Finalement, de l’avis de la Cour, les appelants ont tort de prétendre que les règles britanniques de la succession royale font partie de la « charge de Reine » protégée à l’alinéa 41a) de la Loi constitutionnelle de 1982. La Cour est d’avis que la « charge de Reine » vise les pouvoirs, le statut et le rôle constitutionnel du monarque dans la constitution canadienne et non les règles procédurales qui permettent à une personne d’accéder au trône. Les modifications aux règles britanniques de succession au trône ne sont donc pas visées par l’alinéa 41a) pour ce motif également.
ii) Les arguments subsidiaires sont infondés
La Cour a également rejeté, comme le juge d’instance les deux arguments subsidiaires des appelants. Ces derniers plaidaient que l’interdiction pour les catholiques d’occuper la charge de la Reine est discriminatoire et porte atteinte à la liberté de religion et au devoir de neutralité religieuse de l’État (la Loi britannique de 2013 maintient l’exigence faite au souverain du Royaume-Uni de se joindre à l’Église anglicane). Or, puisque la Loi britannique de 2013 n’est pas incorporée au droit canadien, la Cour conclut que la Charte canadienne ne peut s’y appliquer.
Suivant un raisonnement similaire, la Cour conclut que la Loi canadienne d’assentiment de 2013 n’a pas contrevenu à l’obligation de bilinguisme prévue par l’effet combiné des articles 18 de la Loi constitutionnelle de 1982 et 133 de la Loi constitutionnelle de 1867, puisque la Loi britannique de 2013 n’a pas été incorporée en droit canadien.
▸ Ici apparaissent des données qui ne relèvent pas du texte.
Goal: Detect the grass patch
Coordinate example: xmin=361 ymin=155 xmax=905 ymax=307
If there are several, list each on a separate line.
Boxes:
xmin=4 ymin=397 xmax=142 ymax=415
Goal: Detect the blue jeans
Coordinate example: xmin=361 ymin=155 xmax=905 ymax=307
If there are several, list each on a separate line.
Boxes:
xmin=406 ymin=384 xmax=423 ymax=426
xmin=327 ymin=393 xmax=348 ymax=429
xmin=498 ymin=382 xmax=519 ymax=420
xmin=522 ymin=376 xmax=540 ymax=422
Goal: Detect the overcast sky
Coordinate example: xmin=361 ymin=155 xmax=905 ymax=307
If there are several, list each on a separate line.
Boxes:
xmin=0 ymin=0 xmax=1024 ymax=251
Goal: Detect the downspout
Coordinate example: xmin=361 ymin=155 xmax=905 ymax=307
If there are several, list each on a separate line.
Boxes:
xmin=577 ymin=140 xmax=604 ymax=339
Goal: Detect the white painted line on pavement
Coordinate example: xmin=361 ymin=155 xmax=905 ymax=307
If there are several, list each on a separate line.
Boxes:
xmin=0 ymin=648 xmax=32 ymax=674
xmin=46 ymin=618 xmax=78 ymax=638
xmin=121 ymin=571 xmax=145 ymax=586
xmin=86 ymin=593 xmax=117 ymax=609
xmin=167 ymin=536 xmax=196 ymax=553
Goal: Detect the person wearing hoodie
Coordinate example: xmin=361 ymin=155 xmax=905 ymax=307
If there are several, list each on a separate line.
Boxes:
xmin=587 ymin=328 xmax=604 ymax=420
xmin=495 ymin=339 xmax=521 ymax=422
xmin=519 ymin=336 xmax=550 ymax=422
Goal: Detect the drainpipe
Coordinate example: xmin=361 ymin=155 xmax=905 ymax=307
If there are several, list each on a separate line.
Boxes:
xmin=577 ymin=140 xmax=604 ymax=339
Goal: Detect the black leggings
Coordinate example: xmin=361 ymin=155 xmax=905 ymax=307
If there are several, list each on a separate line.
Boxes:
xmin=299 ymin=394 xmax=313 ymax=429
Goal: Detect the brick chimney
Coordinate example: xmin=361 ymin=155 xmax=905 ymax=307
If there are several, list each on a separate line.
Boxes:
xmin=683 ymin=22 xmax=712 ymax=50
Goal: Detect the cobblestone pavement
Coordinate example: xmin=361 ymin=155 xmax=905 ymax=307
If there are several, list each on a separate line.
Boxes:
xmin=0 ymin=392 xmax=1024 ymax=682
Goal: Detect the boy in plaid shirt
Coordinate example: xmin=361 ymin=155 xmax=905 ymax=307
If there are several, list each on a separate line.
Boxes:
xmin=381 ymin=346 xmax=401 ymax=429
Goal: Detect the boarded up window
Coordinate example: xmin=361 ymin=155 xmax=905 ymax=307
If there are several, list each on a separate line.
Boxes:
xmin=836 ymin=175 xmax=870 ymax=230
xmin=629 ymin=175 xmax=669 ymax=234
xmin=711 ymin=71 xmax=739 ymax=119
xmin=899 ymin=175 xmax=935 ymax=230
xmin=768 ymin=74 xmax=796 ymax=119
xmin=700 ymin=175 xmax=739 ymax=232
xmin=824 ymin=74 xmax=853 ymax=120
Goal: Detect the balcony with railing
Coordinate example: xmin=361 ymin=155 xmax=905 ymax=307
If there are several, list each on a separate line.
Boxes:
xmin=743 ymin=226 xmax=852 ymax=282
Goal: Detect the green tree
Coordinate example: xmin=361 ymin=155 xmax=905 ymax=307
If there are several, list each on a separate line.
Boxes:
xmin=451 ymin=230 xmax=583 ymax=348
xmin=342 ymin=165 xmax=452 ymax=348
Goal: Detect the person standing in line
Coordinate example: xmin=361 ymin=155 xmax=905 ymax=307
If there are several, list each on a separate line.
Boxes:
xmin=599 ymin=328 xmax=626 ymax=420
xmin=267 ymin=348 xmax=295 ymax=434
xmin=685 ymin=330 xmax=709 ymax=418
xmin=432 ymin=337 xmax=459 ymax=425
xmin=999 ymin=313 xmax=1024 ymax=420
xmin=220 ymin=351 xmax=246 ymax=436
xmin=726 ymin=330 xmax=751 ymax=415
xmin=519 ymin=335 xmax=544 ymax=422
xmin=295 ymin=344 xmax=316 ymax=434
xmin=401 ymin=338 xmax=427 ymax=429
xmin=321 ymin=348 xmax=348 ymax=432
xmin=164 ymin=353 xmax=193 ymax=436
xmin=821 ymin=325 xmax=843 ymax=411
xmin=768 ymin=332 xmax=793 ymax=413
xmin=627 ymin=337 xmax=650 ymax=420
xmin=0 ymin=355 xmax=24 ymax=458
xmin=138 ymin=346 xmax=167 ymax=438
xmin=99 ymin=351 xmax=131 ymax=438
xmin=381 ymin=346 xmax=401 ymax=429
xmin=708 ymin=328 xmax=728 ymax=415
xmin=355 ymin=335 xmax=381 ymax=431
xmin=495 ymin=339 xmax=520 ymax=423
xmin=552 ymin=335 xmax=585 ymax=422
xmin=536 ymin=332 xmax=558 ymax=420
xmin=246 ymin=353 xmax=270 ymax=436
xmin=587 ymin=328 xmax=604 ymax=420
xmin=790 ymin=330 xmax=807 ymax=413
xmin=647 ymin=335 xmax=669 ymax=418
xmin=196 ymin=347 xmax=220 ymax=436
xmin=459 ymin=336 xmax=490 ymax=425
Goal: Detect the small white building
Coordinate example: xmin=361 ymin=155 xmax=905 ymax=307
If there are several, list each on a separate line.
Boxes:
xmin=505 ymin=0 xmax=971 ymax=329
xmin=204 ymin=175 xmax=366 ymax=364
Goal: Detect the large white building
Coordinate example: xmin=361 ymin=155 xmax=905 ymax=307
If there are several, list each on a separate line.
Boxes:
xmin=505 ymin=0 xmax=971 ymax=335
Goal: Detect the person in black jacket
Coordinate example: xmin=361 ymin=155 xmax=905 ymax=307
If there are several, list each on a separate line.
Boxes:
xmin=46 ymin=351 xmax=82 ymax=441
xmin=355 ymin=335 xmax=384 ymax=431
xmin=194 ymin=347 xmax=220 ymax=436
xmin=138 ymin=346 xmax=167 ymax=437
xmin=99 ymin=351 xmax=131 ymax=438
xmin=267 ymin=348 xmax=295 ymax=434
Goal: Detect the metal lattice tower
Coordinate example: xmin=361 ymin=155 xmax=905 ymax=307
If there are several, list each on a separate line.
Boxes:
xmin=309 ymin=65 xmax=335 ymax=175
La présentation d’une version française officielle de cette loi n’était donc pas nécessaire.
Si certains se réjouissent de voir enfin abolie cette fameuse règle de primogéniture masculine, d’autres ont été déçus qu’une énième tentative d’ouvrir la Constitution canadienne soit déboutée. Pour terminer, je souligne le rappel historique fort intéressant de la succession, plutôt houleuse, des monarques au trône britannique, présenté aux paragraphes 30 à 37 de l’arrêt.